The Buffer Pool
On VSAM and DB2
By Craig S. Mullins
Lately I’ve been getting a lot of questions from people
looking to convert their VSAM data to DB2. So I thought I’d put together my
thoughts on the topic for my IDUG Solutions Journal column so I can share
them with everybody.
First of all, let’s discuss the basics. VSAM and DB2 are
very different technologies. VSAM is a file access method and DB2 is a database
management system (DBMS).
VSAM, or Virtual Sequential Access Method, is a
methodology for the indexed or sequential processing of records on direct access
devices. There are three ways to access data in a VSAM file: random (or direct),
sequential, and skip-sequential. Random access is enabled using a
search argument to directly access data and sequential access is
accomplished by processing one record at a time. Skip-sequential access
is a combination of random and sequential: the first record is obtained
randomly and from there on each subsequent record is processing one after the
other. With VSAM though, direct access to data can only be provided using a
pre-defined key: there must be a primary key (there can be multiple, alternate
Of course, this simple introduction to VSAM just skims
the basics. There is much more that you will need to know if you are using VSAM
or considering whether to convert from VSAM to DB2. Sometimes the only
motivating factor driving a conversion effort is that VSAM is old technology and
DB2 is newer. That is not a very useful criterion for converting. Of course, if
you are having trouble trying to hire folks who are knowledgeable about the
older technology, then the reasoning makes a little more sense. But I have never
heard that line of reasoning with regard to VSAM; it is more common with regard
to converting from IMS to DB2.
A better motivating factor for converting from VSAM to
DB2 is to take advantage of the facilities and capabilities of a DBMS. Let’s
examine the core benefits of using a DBMS.
The Advantages of a DBMS
Being a DBMS comes with advantages (and overhead). A DBMS
is a software package designed to create, store, and manage databases.
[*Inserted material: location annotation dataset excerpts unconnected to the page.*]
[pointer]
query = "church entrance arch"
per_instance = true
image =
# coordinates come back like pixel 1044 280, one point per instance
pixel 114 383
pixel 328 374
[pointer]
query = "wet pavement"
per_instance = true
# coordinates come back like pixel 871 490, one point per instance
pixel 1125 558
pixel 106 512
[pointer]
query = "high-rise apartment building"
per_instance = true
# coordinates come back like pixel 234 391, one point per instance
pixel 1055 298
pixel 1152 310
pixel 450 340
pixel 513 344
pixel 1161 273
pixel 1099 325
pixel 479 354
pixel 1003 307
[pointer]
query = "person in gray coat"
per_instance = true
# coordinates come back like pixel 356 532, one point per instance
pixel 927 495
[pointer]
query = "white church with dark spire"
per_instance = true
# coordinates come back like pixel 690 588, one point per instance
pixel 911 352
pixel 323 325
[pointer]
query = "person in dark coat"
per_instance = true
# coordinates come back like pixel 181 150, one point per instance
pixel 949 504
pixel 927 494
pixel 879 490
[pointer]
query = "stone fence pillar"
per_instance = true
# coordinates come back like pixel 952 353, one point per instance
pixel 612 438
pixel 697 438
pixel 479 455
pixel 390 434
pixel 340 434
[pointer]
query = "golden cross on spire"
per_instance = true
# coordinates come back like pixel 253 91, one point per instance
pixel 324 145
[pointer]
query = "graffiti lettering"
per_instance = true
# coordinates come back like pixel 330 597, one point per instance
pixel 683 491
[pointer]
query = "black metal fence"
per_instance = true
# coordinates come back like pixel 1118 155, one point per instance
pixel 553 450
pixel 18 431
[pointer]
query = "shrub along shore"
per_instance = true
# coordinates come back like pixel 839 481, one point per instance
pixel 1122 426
The DBMS
software enables end users or application programmers to share data. It provides
a systematic method of creating, updating, retrieving and storing information in
a database. DBMSs also are responsible for data integrity, data access control,
and automated rollback, restart and recovery.
The main advantage of using a DBMS is to impose a
logical, structured organization on the data. A DBMS delivers economy of scale
for processing large amounts of data because it is optimized for such
operations. Using a DBMS provides a central store of data that can be accessed
by multiple users, from multiple locations. Data can be shared among multiple
applications, instead of new iterations of the same data being propagated and
stored in new files for every new application. Central storage and management of
data within the DBMS provides:
Data abstraction and independence.
A locking mechanism for concurrent
access with ACID properties (ACID is an acronym for atomicity, consistency,
isolation, and durability).
An efficient handler to balance
the needs of multiple applications using the same data.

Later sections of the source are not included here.